Scottville High School served the village from the late 1800s through 1948. That same year Scottville, Palmyra, Modesto, and Hettick formed the Northwestern School District to consolidate their educational efforts. Today, students from Scottville attend Northwestern Jr-Sr High School in Palmyra.

Despite a peak population of 364 in the 1900 census, it has since dwindled to only 93 people in 2020.

==Geography==
Scottville is located in northwestern Macoupin County. It is 8 mi northwest of Palmyra and 24 mi northwest of Carlinville, the county seat.

According to the U.S. Census Bureau, Scottville has a total area of 1 sqmi, all land. Headwaters of Rock Branch flow through the village, leading northwest to Apple Creek, a west-flowing tributary of the Illinois River.

==Demographics==

As of the census of 2000, there were 140 people, 57 households, and 42 families residing in the village. The population density was 139.9 PD/sqmi. There were 63 housing units at an average density of 62.9 /sqmi. The racial makeup of the village was 100.00% White.

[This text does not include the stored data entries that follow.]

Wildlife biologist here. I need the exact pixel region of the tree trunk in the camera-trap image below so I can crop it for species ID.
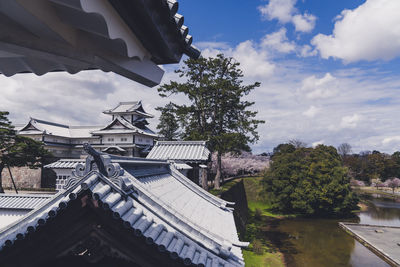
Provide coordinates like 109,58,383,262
214,151,222,189
201,168,208,190
0,164,4,193
7,165,18,194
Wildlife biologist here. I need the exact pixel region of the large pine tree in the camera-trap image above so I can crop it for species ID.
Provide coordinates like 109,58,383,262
158,54,264,188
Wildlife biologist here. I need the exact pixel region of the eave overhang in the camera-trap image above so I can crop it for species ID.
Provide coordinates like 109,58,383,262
0,0,200,86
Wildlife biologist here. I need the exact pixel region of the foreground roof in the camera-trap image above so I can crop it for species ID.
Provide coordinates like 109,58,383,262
0,0,200,86
0,194,52,210
147,141,210,161
0,146,248,266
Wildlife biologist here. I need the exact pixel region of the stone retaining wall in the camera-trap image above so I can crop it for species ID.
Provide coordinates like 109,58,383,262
1,167,42,189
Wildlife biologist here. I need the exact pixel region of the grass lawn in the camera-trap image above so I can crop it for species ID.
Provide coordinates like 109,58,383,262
210,177,285,267
243,250,285,267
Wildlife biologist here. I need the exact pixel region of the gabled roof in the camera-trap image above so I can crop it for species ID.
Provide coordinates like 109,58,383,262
0,150,248,266
147,141,210,161
18,118,101,138
0,0,200,86
91,115,158,137
103,101,154,118
44,159,85,169
0,194,52,210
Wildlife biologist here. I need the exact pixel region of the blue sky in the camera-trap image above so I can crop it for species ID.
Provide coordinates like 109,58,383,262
0,0,400,153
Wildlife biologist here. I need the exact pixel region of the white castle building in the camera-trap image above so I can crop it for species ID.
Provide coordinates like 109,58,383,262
18,101,158,158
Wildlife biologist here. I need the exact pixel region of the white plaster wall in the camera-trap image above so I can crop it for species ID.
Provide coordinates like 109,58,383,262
0,209,29,229
103,134,133,144
135,135,153,145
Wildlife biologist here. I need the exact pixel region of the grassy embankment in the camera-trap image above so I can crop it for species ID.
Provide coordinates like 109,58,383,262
353,186,400,199
210,177,286,267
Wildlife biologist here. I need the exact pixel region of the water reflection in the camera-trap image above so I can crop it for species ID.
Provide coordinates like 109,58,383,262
264,200,400,267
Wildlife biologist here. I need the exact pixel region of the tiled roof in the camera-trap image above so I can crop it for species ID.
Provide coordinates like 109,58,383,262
92,115,158,137
103,101,154,118
174,162,193,170
0,194,53,210
18,118,102,138
147,141,210,161
44,159,85,169
0,152,248,267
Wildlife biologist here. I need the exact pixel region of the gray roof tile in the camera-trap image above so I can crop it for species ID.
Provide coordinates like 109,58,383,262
147,141,210,161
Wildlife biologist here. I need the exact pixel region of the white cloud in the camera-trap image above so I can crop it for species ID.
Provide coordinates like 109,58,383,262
258,0,317,32
261,28,296,54
202,40,275,77
303,106,320,118
311,0,400,63
311,140,325,147
300,73,337,99
382,136,400,146
258,0,297,23
340,114,361,129
292,13,317,32
298,45,318,57
232,41,275,77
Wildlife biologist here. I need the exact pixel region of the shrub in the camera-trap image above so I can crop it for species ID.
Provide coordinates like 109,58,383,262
253,239,264,255
254,208,262,221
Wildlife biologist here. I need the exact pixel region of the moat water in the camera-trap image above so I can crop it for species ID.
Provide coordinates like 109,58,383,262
265,199,400,267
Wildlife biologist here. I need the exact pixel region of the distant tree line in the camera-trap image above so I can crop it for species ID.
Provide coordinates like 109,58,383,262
211,151,269,177
263,141,358,216
338,144,400,184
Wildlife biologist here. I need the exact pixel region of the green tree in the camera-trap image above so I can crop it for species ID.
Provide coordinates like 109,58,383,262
158,54,264,188
263,144,358,216
0,111,51,193
156,102,179,141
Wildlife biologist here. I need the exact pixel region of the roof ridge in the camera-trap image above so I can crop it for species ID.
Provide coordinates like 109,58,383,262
31,117,70,129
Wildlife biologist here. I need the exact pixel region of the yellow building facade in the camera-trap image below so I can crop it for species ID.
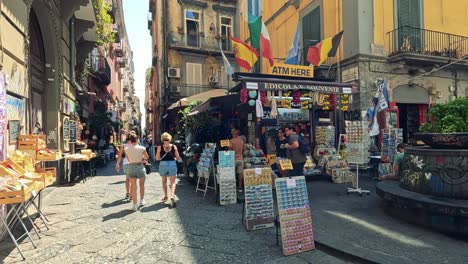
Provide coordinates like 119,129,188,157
239,0,468,140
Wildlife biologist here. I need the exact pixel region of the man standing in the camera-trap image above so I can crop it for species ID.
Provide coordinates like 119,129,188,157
229,126,245,192
283,125,307,176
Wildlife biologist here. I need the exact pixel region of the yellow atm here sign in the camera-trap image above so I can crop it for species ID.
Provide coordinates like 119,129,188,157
270,63,314,78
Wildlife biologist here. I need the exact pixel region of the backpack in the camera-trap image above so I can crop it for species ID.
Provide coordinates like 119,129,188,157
297,134,312,154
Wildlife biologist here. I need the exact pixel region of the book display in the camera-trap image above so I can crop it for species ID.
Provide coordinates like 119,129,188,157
346,121,371,164
276,176,315,256
218,151,237,205
381,128,403,162
244,168,275,230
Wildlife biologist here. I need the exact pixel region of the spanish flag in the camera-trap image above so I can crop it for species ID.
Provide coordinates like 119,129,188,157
307,31,343,66
231,35,258,71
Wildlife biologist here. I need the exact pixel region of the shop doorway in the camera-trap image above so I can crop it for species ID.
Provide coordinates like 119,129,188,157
29,9,47,133
397,104,428,144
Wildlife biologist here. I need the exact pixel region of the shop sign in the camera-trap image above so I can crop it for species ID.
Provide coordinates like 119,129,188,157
258,83,352,94
262,107,276,124
341,67,359,83
220,139,230,148
269,63,314,78
278,108,309,122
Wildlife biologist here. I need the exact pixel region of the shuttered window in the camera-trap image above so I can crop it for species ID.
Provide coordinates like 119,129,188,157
397,0,424,52
302,7,322,65
184,62,203,96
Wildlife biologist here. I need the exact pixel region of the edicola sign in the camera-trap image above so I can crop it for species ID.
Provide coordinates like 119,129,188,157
269,63,314,78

There were 57 households, out of which 29.8% had children under the age of 18 living with them, 56.1% were married couples living together, 10.5% had a female householder with no husband present, and 26.3% were non-families. 22.8% of all households were made up of individuals, and 10.5% had someone living alone who was 65 years of age or older. The average household size was 2.46 and the average family size was 2.88.

In the village, the population was spread out, with 25.7% under the age of 18, 4.3% from 18 to 24, 26.4% from 25 to 44, 24.3% from 45 to 64, and 19.3% who were 65 years of age or older. The median age was 41 years. For every 100 females, there were 97.2 males. For every 100 females age 18 and over, there were 89.1 males.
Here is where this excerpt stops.